In 1987, the Vancouver mayor's communications officer, Anne Garber, declared Newland had the "Best Head of Hair in Town": "It's straight and spikey with specks of grey."

== Personal life and philosophy ==
Newland has been described as "the Godfather of Vancouver animation," a "fugitive from sanity", "a recluse who would make Howard Hughes look like an exhibitionist", and "hermetic". He avoids photographs. Newland once stated to the Vancouver Sun, "I have a hard time with any kind of real situation. What makes me happy in life is to make cartoons". He married Delna.

His longtime personal logo says, "Marv Newland Since 1947". He struggles to define his work or specify its meaning: "I can't explain my pictures. They don't make sense. You get an idea for a name of something and you say, 'Yeah, that's it.' You hope it make sense. I like doing things I can't explain."
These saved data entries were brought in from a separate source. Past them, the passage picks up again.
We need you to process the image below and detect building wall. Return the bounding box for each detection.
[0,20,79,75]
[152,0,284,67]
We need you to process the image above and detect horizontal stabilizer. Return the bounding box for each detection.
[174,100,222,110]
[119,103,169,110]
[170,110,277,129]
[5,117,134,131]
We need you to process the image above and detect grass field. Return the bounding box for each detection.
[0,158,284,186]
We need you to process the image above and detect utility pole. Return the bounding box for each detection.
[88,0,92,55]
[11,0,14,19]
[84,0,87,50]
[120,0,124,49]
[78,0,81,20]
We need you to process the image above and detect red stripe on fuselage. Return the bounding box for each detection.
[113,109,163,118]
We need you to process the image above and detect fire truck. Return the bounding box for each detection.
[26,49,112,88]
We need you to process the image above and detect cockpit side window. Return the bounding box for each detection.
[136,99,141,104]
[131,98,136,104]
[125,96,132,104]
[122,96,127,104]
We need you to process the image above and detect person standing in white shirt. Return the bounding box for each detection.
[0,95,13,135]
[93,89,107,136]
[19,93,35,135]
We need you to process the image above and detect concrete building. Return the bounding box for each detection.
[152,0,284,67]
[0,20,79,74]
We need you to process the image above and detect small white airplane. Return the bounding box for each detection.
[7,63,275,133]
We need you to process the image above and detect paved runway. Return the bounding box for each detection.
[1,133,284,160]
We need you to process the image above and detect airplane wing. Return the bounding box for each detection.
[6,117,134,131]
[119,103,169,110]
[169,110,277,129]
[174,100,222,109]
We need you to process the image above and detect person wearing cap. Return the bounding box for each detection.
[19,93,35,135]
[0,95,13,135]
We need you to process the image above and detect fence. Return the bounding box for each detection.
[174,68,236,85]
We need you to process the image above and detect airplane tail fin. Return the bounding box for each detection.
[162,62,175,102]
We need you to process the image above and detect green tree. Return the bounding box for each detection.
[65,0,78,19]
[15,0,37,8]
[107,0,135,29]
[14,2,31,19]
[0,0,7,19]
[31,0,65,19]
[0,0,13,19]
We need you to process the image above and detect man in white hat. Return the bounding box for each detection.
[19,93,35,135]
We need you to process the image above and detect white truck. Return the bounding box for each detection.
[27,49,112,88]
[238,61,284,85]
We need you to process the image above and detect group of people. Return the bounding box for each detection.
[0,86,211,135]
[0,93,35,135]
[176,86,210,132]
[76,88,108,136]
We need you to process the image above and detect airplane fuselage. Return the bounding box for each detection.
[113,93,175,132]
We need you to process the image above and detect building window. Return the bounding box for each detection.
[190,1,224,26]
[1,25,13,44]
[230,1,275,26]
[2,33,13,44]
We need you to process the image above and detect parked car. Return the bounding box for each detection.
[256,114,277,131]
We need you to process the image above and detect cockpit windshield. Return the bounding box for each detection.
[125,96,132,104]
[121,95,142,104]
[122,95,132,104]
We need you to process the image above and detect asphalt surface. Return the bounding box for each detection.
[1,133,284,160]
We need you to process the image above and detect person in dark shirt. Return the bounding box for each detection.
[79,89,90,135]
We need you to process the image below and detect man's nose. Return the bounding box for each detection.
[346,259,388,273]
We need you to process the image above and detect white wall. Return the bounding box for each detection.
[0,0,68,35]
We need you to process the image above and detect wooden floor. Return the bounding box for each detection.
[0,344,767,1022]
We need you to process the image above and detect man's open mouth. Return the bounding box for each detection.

Newland has continued to draw frames by hand, largely resisting technological innovations in animation, saying, "It’s a stupid art, making movies one frame at a time. You have to be a bit crazy." He has had dozens of exhibits and retrospectives around the world. He has described American superhero comics as "just male wish fulfillment", adding, "I've given up on that a long time ago."